“Impact of Marijuana Legalization in Colorado on Adolescent Emergency Visits” was an abstracted presented Monday, May 8,2017 at American Academy of Pediatrics meeting in San Francisco.  The study looked at the number of emergency department visits before after marijuana legalization.  The results are fairly disturbing as the number of visits has dramatically increased.  With marijuana hyperemesis syndrome underdiagnosed these numbers may actually be higher.

Colorado legalized the commercialization of medical marijuana in 2010 and recreational marijuana use in 2014. For the study, researchers reviewed the hospital system’s emergency department and urgent care records for 13- to 21-year-olds seen between January 2005 and June 2015. They found that the annual number of visits with a cannabis related diagnostic code or positive for marijuana from a urine drug screen more than quadrupled during the decade, from 146 in 2005 to 639 in 2014.

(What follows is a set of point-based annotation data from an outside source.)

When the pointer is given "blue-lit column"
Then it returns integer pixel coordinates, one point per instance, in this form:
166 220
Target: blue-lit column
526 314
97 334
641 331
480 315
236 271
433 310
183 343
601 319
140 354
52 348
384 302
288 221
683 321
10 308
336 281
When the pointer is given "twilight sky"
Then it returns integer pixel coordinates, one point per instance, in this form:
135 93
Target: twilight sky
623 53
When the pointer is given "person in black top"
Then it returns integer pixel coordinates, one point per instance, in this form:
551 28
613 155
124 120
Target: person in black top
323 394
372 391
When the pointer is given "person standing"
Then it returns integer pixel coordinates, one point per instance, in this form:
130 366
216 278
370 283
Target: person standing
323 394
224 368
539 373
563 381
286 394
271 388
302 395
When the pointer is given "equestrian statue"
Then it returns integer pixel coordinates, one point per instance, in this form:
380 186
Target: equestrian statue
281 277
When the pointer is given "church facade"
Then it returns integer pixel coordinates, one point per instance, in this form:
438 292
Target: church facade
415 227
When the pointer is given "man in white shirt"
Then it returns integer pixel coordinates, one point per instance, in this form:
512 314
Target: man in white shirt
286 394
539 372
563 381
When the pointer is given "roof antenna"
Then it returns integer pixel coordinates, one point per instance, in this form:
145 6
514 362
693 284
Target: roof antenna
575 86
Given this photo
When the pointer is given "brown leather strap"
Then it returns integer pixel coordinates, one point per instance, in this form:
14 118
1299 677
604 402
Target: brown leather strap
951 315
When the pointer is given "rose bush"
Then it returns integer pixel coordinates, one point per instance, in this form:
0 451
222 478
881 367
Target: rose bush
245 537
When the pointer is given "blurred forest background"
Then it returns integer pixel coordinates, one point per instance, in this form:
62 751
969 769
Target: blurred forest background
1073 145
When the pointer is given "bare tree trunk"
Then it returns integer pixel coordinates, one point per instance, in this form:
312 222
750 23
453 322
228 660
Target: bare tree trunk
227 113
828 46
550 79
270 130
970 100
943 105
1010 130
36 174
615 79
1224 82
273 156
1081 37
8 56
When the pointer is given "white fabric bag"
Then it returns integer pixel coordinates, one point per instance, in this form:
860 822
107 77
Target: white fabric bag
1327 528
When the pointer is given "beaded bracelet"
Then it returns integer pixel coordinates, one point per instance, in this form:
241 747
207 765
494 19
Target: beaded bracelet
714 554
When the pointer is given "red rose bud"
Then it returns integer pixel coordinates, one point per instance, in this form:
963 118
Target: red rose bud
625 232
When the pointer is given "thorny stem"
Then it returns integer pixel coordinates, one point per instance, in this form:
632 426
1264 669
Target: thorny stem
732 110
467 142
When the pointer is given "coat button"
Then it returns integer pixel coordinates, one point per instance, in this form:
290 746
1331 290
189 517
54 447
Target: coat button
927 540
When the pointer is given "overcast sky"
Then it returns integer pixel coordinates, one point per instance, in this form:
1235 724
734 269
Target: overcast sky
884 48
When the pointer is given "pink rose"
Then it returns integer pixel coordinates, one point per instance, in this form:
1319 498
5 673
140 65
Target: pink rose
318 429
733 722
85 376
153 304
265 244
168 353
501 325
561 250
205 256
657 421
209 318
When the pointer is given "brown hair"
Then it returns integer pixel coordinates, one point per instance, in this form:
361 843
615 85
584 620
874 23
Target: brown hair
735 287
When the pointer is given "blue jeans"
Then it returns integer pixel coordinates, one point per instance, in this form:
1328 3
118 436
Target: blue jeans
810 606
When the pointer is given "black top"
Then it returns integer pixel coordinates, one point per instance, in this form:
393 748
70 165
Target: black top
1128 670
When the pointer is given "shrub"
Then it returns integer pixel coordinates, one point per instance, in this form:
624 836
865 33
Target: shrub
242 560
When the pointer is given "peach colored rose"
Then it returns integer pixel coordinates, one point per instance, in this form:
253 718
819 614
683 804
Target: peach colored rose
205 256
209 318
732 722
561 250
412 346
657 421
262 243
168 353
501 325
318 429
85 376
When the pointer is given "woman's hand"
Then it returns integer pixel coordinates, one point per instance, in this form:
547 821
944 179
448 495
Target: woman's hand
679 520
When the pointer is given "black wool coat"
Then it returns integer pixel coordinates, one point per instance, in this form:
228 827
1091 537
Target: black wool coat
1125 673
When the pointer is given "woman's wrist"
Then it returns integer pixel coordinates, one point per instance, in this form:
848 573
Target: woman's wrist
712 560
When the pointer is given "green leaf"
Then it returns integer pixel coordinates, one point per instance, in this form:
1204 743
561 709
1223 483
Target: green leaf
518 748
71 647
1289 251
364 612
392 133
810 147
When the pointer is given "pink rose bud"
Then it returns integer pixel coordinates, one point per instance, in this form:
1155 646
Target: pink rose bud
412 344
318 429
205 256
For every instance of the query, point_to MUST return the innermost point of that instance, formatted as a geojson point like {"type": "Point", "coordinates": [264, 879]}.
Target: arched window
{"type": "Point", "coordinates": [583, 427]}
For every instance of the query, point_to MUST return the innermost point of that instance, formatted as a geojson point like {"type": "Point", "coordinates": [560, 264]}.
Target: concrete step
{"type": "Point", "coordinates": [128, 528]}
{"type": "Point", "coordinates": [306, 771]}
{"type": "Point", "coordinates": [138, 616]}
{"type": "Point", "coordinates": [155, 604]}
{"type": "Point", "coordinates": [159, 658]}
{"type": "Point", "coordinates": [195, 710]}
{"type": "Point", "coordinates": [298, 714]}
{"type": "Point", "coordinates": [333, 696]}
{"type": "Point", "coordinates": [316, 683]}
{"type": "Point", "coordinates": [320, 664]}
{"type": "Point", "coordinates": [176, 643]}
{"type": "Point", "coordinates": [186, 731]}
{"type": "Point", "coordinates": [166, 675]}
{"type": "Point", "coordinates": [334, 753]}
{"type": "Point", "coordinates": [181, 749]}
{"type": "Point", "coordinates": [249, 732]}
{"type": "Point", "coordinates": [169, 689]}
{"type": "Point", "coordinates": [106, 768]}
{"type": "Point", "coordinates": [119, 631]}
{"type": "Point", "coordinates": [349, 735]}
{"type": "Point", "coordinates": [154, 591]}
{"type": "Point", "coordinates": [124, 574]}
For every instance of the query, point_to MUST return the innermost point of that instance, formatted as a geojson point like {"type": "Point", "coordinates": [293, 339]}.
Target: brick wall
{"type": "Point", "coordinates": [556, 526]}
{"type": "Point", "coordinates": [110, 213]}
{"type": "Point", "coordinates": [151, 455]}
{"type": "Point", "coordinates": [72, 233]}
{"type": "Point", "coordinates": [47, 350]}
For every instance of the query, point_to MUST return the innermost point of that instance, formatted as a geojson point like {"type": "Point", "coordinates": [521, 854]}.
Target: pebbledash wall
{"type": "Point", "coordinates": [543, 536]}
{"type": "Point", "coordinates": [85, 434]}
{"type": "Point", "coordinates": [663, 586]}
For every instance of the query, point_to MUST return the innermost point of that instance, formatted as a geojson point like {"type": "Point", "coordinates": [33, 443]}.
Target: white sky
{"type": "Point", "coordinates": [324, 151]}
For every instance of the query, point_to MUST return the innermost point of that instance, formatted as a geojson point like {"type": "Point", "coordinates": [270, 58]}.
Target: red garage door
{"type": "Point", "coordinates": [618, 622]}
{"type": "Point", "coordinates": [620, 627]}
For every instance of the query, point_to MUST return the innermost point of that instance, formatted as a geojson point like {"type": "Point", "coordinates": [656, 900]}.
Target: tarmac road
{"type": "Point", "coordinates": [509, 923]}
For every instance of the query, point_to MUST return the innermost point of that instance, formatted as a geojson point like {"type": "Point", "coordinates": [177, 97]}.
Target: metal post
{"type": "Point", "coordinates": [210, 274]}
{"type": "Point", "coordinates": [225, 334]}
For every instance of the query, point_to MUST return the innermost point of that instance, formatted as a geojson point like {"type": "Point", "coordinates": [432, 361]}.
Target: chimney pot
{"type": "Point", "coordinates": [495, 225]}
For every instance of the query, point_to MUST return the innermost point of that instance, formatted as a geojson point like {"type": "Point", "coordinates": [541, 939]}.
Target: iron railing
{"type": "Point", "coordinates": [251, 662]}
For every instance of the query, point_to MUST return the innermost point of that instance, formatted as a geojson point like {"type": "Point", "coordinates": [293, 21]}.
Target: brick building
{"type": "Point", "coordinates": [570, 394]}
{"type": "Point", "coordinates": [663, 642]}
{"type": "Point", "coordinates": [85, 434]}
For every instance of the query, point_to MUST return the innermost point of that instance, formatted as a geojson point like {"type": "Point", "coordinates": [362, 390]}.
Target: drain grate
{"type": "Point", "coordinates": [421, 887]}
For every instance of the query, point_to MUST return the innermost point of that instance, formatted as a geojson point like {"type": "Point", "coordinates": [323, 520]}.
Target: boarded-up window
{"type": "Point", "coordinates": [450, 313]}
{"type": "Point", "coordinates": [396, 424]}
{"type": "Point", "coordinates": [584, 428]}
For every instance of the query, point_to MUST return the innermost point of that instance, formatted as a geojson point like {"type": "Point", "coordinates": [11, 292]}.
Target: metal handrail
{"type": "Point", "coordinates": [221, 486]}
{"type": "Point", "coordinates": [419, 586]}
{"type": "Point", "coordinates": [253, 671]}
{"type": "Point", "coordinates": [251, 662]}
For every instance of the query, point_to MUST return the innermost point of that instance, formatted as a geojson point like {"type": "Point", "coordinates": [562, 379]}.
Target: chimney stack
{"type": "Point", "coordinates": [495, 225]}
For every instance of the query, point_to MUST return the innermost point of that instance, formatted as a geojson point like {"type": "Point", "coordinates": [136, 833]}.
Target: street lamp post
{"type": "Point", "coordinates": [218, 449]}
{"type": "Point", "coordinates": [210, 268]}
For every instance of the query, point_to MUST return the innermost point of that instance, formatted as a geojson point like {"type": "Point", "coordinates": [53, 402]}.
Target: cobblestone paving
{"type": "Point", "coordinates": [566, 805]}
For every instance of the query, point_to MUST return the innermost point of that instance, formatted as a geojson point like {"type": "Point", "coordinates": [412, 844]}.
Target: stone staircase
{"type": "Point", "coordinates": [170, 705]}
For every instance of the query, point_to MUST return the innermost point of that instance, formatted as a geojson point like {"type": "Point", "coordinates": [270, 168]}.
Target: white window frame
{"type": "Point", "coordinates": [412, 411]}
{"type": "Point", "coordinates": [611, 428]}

Adolescents with symptoms of mental illness accounted for a large proportion (66 percent) of the 3,443 marijuana-related visits during the study period, said lead author George Sam Wang, MD, FAAP, with psychiatry consultations increasing from 65 to 442. More than half also had positive urine drug screen tests for other drugs. Ethanol, amphetamines, benzodiazepines, opiates and cocaine were the most commonly detected.

Dr. Wang, an assistant professor of pediatrics at the University of Colorado Anschutz Medical Campus, said national data on teen marijuana use suggest rates remained roughly the same (about 7 percent) in 2015 as they’d been for a decade prior, with many concluding no significant impact from legalization. Based on the findings of his study, however, he said he suspects these national surveys do not entirely reflect the effect legalization may be having on teen usage.